Sell internet access. Brag about high speeds and streaming movies to sell contracts. Then complain about how customers are actually using the service and institute bandwidth limits and data caps. Meanwhile, demand money from those who produce the content (it's not the telcos) which made the internet access worth having in the first place.
Eventually, they hope to charge us for internet service without having to actually deliver anything. They will also charge the content providers for the right to have their content offered to - but not delivered to - customers. Money rolling in from all directions, and they can simply disconnect the cable and fire their support staff to save even more money.
Doesn't it sound like that's where they want to go? Making good on promises is so troublesome, much easier to break them...
Providers are trying to make it sound like they are providing data passage for free.
Bull.
I pay my provider to send data up and down the line.
Provider has reciprocal arrangements with other networks (how good/bad depends on their negotiation skills)
Google/Netlfix/etc also have to enter in such agreements with other networks to get their data from point A to point B.
Basically, Google/Netflix/etc pay *someone* to pass data from their server's to the other carrier's network and I pay *someone* to download said data.
So, to me, most carriers' whining sound like "we've over-sold our capacity and now that people want to *actually use it* we need to find a way to throttle it again".
An ISP offers Internet access. Businesses, like consumers, pay for getting connected. Once they are connected, what transits on the lines have NOTHING TO DO WITH ISPs any more.
And it's not because we're talking about mobile that that changes anything. The only thing an ISP has the right to do is count the bits and charge according to contract.
Throttling, or interfering in any way over the kind of data, is simply not in the contract and should never be.
[Anon as I work for a company that supplies equipment to telcos to do policy management, charging, etc. So, these are just my own thoughts]
Net neutrality is the right thing. I realise that telcos are in a tough spot if they can't differentiate their services and if they can't find premium services people will pay for, but there are fair ways to do that within a neutral world.
Every company wants to offer slightly different products, at different price points, to be efficient. Otherwise, whatever price you choose is too high for some (leaving some part of the market unserved) and too low for others (leaving money on the table which they would have been willing to spend). That is why every company, in every market (IT, cars, coffee shops, airlines, supermarkets, etc) all have multiple variants of their basic product with different value and different price points.

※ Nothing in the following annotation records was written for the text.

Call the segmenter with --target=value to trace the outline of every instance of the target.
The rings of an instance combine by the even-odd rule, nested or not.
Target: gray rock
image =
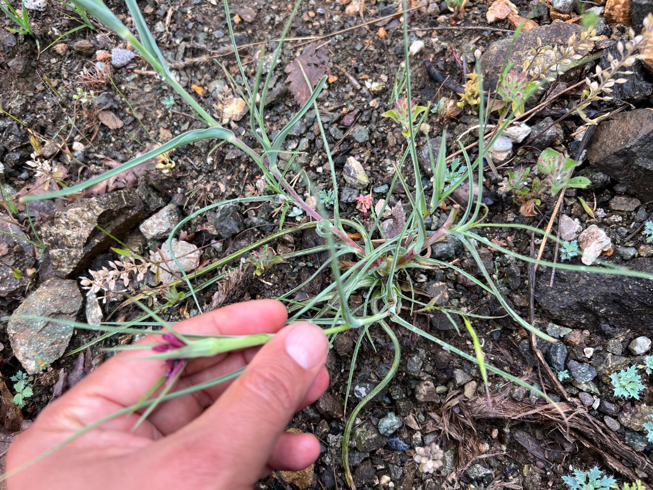
[[[609,338],[605,344],[605,350],[611,353],[621,355],[621,353],[624,351],[624,346],[617,339]]]
[[[245,229],[240,207],[235,203],[219,206],[215,214],[208,216],[209,222],[215,227],[217,236],[227,238]]]
[[[358,451],[368,453],[383,448],[387,438],[381,435],[372,422],[368,421],[354,429],[352,440]]]
[[[567,363],[569,374],[579,383],[589,383],[596,378],[596,370],[587,363],[571,360]]]
[[[456,386],[462,386],[473,379],[470,373],[466,372],[462,369],[454,369],[453,372],[453,380]]]
[[[582,227],[566,214],[560,216],[560,222],[558,226],[560,232],[560,239],[566,242],[575,240],[579,234],[582,231]]]
[[[559,22],[556,22],[560,24]],[[555,24],[551,24],[554,25]],[[573,24],[571,24],[573,25]],[[534,31],[535,29],[531,29]],[[551,118],[545,118],[533,126],[532,134],[539,135],[531,142],[531,146],[539,150],[544,150],[554,144],[556,141],[560,141],[564,137],[564,133],[558,124],[554,124]]]
[[[481,57],[484,88],[486,90],[494,90],[496,88],[501,74],[501,71],[498,70],[497,67],[505,66],[508,63],[521,67],[524,65],[524,61],[530,59],[533,56],[531,50],[537,48],[538,39],[541,39],[543,46],[558,44],[566,46],[571,35],[580,35],[581,30],[579,25],[554,22],[522,31],[516,40],[513,40],[512,35],[507,35],[492,42]],[[579,54],[585,56],[591,50],[592,47],[588,51]],[[534,127],[531,134],[537,134]]]
[[[28,296],[9,319],[7,333],[14,355],[29,374],[39,372],[63,355],[74,327],[26,316],[74,321],[82,307],[77,282],[51,279]]]
[[[403,425],[403,421],[394,412],[389,412],[385,417],[379,421],[379,432],[381,435],[389,436]]]
[[[614,211],[623,211],[631,213],[641,204],[639,199],[635,197],[628,197],[625,195],[618,195],[610,200],[610,209]]]
[[[145,217],[146,206],[135,189],[115,191],[54,212],[44,225],[42,238],[50,252],[55,274],[68,277],[84,270],[114,239],[124,238]]]
[[[556,342],[551,346],[544,357],[552,368],[556,371],[564,371],[565,361],[567,360],[567,348],[562,342]]]
[[[319,397],[315,408],[323,416],[332,419],[342,417],[342,403],[328,391]]]
[[[111,65],[116,68],[122,68],[133,59],[135,56],[133,51],[114,48],[111,50]]]
[[[415,387],[415,397],[420,402],[439,402],[440,395],[432,381],[422,381]]]
[[[608,429],[614,433],[618,433],[621,430],[621,425],[619,425],[619,423],[609,415],[603,417],[603,422],[605,423]]]
[[[419,355],[409,356],[406,359],[406,372],[411,376],[417,378],[422,369],[422,358]]]
[[[354,484],[359,487],[367,487],[374,480],[374,466],[372,461],[366,459],[354,472]]]
[[[633,259],[628,268],[653,273],[653,259]],[[612,276],[607,281],[602,274],[558,269],[552,287],[542,281],[536,286],[535,299],[554,321],[575,327],[609,323],[640,331],[653,327],[650,280]]]
[[[624,440],[626,444],[637,451],[642,451],[648,446],[646,436],[641,433],[626,429],[624,434]]]
[[[494,474],[483,465],[476,463],[465,470],[465,476],[470,480],[475,482],[483,482],[489,483],[494,478]]]
[[[349,133],[349,136],[357,143],[364,143],[370,139],[370,133],[364,126],[356,126]]]
[[[177,206],[169,204],[143,221],[138,229],[148,240],[167,238],[180,220]]]
[[[180,276],[182,269],[184,272],[189,272],[197,269],[197,266],[200,265],[200,251],[197,250],[197,246],[188,242],[178,241],[176,238],[172,238],[170,245],[172,253],[170,253],[167,244],[163,243],[159,248],[161,253],[157,252],[154,256],[154,259],[160,263],[161,269],[157,273],[163,284],[168,284],[177,279],[171,272]],[[172,258],[173,254],[182,265],[182,269],[180,269]]]
[[[552,0],[551,5],[558,12],[571,14],[576,8],[576,0]]]
[[[635,256],[637,255],[637,249],[635,247],[617,247],[614,250],[614,253],[616,253],[617,257],[624,260],[630,260],[634,259]]]
[[[342,174],[345,181],[357,189],[364,189],[370,185],[370,178],[365,173],[362,165],[353,157],[347,157]]]
[[[648,352],[651,348],[651,340],[643,336],[637,337],[628,344],[628,349],[635,355]]]
[[[346,203],[347,204],[353,204],[356,202],[356,198],[358,197],[360,193],[357,189],[353,189],[351,187],[344,187],[342,188],[342,192],[340,193],[340,202]]]
[[[587,159],[645,201],[653,199],[653,111],[636,109],[599,123]]]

Telcos need to create the same range.
With net neutrality, everyone gets access to the same services -- so how do you differentiate? The answer is fairly straightforward: on capacity (usage) and on speed. Yes, it brings in metering, which we all dislike, but the quotas will be larger than they used to be (the point is to be able to charge well-off people a fair bit to be unlimited, not to mess around at the low-end -- that needs to be kept simple and cheap).
It also allow telcos to offer any service the chance to pay for a temporary upgrade for the user in order to deliver their content (a particular video, for example). As long as it doesn't affect everyone else, and it is available to all players equally, it is likely to be neutral.